Square Subtract Multiply Repeat

It can be seen that $(1.3)(2.4)(3.5)....(n-1)(n+1) = 1.2.3.4.5...(n-1).3.4.5.6....(n+1) = (n-1)!.(n+1)!/2 = (n-1)!^2 .n(n+1)/2$

Now since $(n-1)!^2$ is already a square the remaining part has to become a square for the hole expression to become a square. So, the smallest vallue for which $n(n+!)/2$ is a square is $8$

The format of this expression is $(A^2 - 1)(B^2 - 1)...$ . This can be factored as $(A+1)(A-1)(B+1)(B-1)$ . Factoring the first few numbers we get $(2-1)(2+1)(3-1)(3+1)(4-1)(4+1)$ or $1\times 3 \times 2 \times 4 \times 3 \times 5$ . To get a perfect square, each number must be repeated an even number of times. Here, 3 is repeated twice, 4 is a perfect square, but 5 and two are not repeated. The last number in our factoring (in this case, 5) will not have a number repeating it. Thus the last number should be a perfect square. We try N as 8 and we see the product is a perfect square.

Prior to the expression, we can factorize and simplify to know the integral factors. F = (2^2 - 1)(3^2 - 1)(4^2 - 1)...(N^2 - 1) = (2 - 1)(2 + 1)(3 - 1)(3 + 1)(4 - 1)(4 + 1)...(N - 1)(N + 1) = (1)(3)(2)(4)(3)(5)...(N - 1)(N + 1)

Observing the pattern, one part gives the product of consecutive integers. In order for F be a perfect square, the prime numbers must occur an even number of times.

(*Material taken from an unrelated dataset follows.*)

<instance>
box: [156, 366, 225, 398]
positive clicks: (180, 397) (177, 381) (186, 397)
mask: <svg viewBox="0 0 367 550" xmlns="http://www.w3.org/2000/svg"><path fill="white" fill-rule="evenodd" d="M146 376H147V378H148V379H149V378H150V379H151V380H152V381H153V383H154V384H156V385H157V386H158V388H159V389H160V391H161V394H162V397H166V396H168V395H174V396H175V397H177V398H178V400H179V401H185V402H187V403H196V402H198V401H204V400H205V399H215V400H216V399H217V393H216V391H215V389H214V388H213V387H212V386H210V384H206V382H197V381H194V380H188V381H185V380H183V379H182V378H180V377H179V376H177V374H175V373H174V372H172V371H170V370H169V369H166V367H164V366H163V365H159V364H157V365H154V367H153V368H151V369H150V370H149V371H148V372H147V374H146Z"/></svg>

Doing the case-to-case analysis, we obtain N = 8 as the smallest number for F be a perfect square.

The above product can be expressed as Gamma(N)*Gamma(N+2)/2

Now we know that Gamma(N) = (N-1)! and Gamma(N+2) = (N+1)! = N(N+1)(N-1)!

So the above expression simplifies to ((N-1)!)^2*(N(N+1)/2)

All we need to show is that the number N(N+1)/2 which is a triangular number is ALSO a square

The first three triangular numbers which are squares are 0, 1 and 36

Since N >= 2, then it means that 0 and 1 are ruled out.

So equating (N(N+1)/2) = 36 and solving for N, will give us the value of N = 8.